Colin Begg and Malcolm Pike from Memorial Sloan-Kettering Cancer Center also commented on the study in Science Translational Medicine, reporting their -alternative calculation of the predictive capacity of personal sequencing and their analysis of cancer occurrence in the second breast of breast cancer patients, both of which, they wrote, "offer a more optimistic view of the predictive value of genetic data."
In response to those comments, Bert Vogelstein — who co-authored the Roberts et al. study — and his colleagues wrote in Science Translational Medicine that their "group was the first to show that unbiased genome-wide sequencing could illuminate the basis for a hereditary disease," adding that they are "acutely aware of its immense power to elucidate disease pathogenesis." However, Vogelstein and his colleagues also said that recognizing the potential limitations of personal genome sequencing is important to "minimize false expectations and foster the most fruitful investigations."
[Sidebar] 'The Single Biggest Problem'
That there is currently no comprehensive, accurate, and openly accessible database of human disease-causing mutations "is the single greatest failure of modern human genetics," Massachusetts General Hospital's Daniel MacArthur says.
"We've invested so much effort and so much money in researching these Mendelian diseases, and yet we have never managed as a community to centralize all of those mutations in a single resource that's actually useful," MacArthur says. While he notes that several groups have produced enormously helpful resources and that others are developing more, currently "none covers anywhere close to the whole of the literature with the degree of detail that is required to make an accurate interpretation."
Because of this, he adds, researchers are pouring time and resources into rehashing one another's efforts and chasing down false leads.
"As anyone at the moment who is sequencing genomes can tell you, when you look at a person's genome and you compare it to any of these databases, you find things that just shouldn't be there — homozygous mutations that are predicted to be severe, recessive, disease-causing variants and dominant mutations all over the place, maybe a dozen or more, that they've seen in every genome," MacArthur says. "Those things are clearly not what they claim to be, in the sense that a person isn't sick." Most often, he adds, the researchers who reported that variant as disease-causing were mistaken.
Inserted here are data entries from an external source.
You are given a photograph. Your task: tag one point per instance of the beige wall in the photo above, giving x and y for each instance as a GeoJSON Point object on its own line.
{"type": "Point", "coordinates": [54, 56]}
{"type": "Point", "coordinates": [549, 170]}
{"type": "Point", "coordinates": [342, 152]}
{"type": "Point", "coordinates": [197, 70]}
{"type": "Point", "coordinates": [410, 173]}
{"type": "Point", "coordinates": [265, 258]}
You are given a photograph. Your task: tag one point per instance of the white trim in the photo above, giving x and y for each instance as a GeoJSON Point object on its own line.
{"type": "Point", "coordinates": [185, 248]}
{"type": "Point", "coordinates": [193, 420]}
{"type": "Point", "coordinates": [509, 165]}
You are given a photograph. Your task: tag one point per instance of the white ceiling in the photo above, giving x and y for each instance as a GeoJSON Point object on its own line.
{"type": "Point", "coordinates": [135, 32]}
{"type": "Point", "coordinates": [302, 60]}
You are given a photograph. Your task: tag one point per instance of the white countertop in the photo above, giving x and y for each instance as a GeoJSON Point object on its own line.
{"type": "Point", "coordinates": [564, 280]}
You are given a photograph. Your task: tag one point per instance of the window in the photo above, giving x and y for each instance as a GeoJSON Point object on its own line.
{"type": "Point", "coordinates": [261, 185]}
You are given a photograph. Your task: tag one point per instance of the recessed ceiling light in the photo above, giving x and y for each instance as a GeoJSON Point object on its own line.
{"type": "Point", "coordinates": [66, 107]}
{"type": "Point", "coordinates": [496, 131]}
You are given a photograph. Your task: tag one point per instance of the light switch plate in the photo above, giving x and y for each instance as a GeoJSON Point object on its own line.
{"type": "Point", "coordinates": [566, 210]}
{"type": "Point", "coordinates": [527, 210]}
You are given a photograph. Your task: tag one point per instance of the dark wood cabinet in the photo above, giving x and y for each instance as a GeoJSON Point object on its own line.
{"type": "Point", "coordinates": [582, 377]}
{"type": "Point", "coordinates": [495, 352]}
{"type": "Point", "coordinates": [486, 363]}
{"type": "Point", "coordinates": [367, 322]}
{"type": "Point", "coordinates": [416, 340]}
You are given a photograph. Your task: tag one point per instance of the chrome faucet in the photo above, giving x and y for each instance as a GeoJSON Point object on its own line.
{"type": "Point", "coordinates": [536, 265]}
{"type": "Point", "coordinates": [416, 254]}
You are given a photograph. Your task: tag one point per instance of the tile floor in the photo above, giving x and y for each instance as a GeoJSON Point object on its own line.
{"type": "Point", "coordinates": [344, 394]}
Less commonly, the database moderators are at fault.
"The single biggest problem is that the literature contains a lot of noise. There are things that have been reported to be mutations that just aren't. And, of course, a lot of the databases are missing a lot of mutations as well," MacArthur adds. "Until we have a complete database of severe disease mutations that we can trust, genome interpretation will always be far more complicated than it should be."